Partia Donalda Tuska może dziś liczyć w sondażu GfK Polonia dla "Rz" na 45-proc. poparcie. A jeszcze przed Bożym Narodzeniem miała 54 proc. zwolenników.
Od tego czasu jednak sporo się wydarzyło: chaos na kolei, decyzja rządu o zmniejszeniu składki emerytalnej przekazywanej do OFE oraz publikacja raportu MAK o przyczynach katastrofy smoleńskiej, w którym pominięto ewentualną odpowiedzialność rosyjskich kontrolerów lotu. – Od miesiąca media głównego nurtu krytykują rząd – mówi politolog z PAN Artur Wołek. – W największym stopniu na wahnięcie nastrojów miał wpływ raport MAK, bo z innych sondaży wynika, że chaos na kolei czy sprawa OFE nie zmieniły poparcia dla PO.

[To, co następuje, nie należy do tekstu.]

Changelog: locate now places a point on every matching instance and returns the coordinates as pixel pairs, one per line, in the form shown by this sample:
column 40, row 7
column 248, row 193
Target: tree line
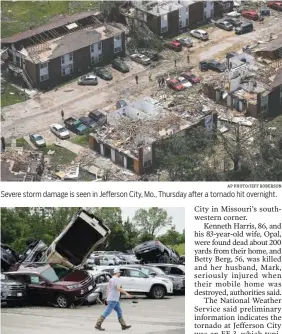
column 19, row 224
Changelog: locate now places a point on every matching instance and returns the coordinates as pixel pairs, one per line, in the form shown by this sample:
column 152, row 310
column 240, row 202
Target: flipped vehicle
column 78, row 240
column 185, row 41
column 53, row 283
column 200, row 34
column 191, row 77
column 175, row 85
column 135, row 281
column 225, row 25
column 157, row 272
column 8, row 257
column 99, row 117
column 155, row 251
column 183, row 81
column 37, row 140
column 60, row 131
column 103, row 73
column 174, row 45
column 120, row 65
column 213, row 65
column 101, row 281
column 75, row 126
column 12, row 292
column 89, row 79
column 141, row 59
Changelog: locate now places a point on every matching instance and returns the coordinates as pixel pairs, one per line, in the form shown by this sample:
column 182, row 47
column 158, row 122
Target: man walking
column 113, row 297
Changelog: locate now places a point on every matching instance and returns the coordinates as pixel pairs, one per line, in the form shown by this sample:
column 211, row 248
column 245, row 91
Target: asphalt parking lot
column 166, row 316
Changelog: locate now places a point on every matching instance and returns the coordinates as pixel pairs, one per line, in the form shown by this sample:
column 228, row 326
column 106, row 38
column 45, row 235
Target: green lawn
column 20, row 16
column 16, row 97
column 61, row 156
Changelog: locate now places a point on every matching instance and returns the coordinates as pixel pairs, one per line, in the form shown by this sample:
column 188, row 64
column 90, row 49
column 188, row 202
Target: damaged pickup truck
column 54, row 274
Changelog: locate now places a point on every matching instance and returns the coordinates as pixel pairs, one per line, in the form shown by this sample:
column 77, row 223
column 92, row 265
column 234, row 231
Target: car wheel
column 158, row 292
column 62, row 301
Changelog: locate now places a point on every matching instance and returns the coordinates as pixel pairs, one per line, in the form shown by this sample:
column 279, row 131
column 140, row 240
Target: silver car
column 100, row 293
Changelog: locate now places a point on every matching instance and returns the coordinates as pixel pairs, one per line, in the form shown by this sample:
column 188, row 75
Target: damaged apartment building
column 51, row 54
column 248, row 87
column 167, row 18
column 132, row 133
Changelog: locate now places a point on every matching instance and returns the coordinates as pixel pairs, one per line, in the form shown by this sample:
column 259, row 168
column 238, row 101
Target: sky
column 177, row 215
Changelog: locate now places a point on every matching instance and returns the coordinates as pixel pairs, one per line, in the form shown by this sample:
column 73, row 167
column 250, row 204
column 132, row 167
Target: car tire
column 62, row 301
column 157, row 292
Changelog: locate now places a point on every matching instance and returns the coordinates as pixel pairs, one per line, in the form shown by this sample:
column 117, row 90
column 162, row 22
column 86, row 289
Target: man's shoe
column 99, row 324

Zdaniem politologa Polacy źle odebrali obarczenie pełną odpowiedzialnością za katastrofę polskich pilotów i brak szybkiej reakcji premiera na raport. – Bez wątpienia jest to najpoważniejszy kryzys wizerunkowy rządu Tuska – ocenia Artur Wołek. – Tyle że podczas środowej debaty na temat działań rządu na rzecz ustalenia przyczyn katastrofy premier zrobił to, co Polacy bardzo lubią. Ustawił się w roli rozsądnego premiera atakowanego przez zwariowaną opozycję, która oskarża go o zdradę, a w tę ludzie nie uwierzą. Dlatego nie wykluczam, że Tuskowi uda się wywinąć z tej kryzysowej sytuacji.
Również socjolog Jacek Kucharczyk, szef Instytutu Spraw Publicznych, uważa, że na razie nie można przesądzać, iż Platforma osłabnie na trwałe. – Ale nie da się ukryć, że miała ostatnio bardzo ciężki okres – komentuje. – Bałagan na kolei, awantura o OFE i publikacja raportu MAK doprowadziły do ataków na rząd z różnych stron.
W takiej sytuacji – zdaniem socjologa – najbardziej prawicowi wyborcy PO mogli zwrócić się ku PiS, a ci bardziej lewicowi ku SLD.